Mengobrol dengan Kak Sam yang pandai membangun suasana sangat asik, sebenarnya. Aku jadi ingin bertanya banyak. Ingin coba menawarkan diri menemani berkunjung ke tempat-tempat keren untuk ngobrol. Membicarakan lebih banyak tentang diriku. Tentang banyak hal. Atau tentang seseorang yang istimewa yang kusamarkan lewat nama Baska Samudera.
Tapi rasa-rasanya waktu yang kupunya tidak banyak.
Mataku setengah melotot. "Hush, sama Eyang sendiri kok ngomongnya gitu." Kak Sam terkekeh atas protesku. "Tenang aja, Eyang tipenya lumayan humoris kok," terangnya pede. Benarkah? Seperti dia sendiri dong. Humoris yang berujung garing.

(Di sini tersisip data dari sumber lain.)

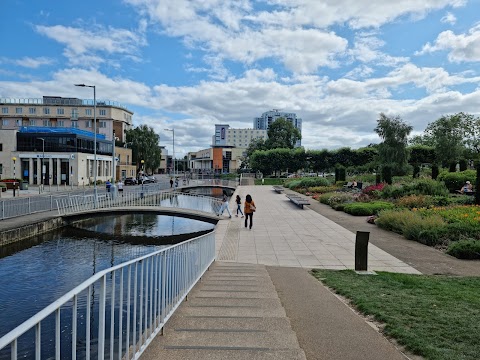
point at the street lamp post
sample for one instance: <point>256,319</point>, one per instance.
<point>143,177</point>
<point>95,197</point>
<point>44,169</point>
<point>14,176</point>
<point>173,145</point>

Aku merilekskan posisi dengan menyilangkan kaki untuk belasan menit tersisa. Kak Sam sendiri sibuk mengeluarkan sesuatu dari tas punggung warna hitamnya yang ia bawa dan diletakkan di pangkuan. Sebuah buku! Tidak, dua buah buku! Tidak juga, tiga buah buku serta satu keping CD dikeluarkan dari tasnya.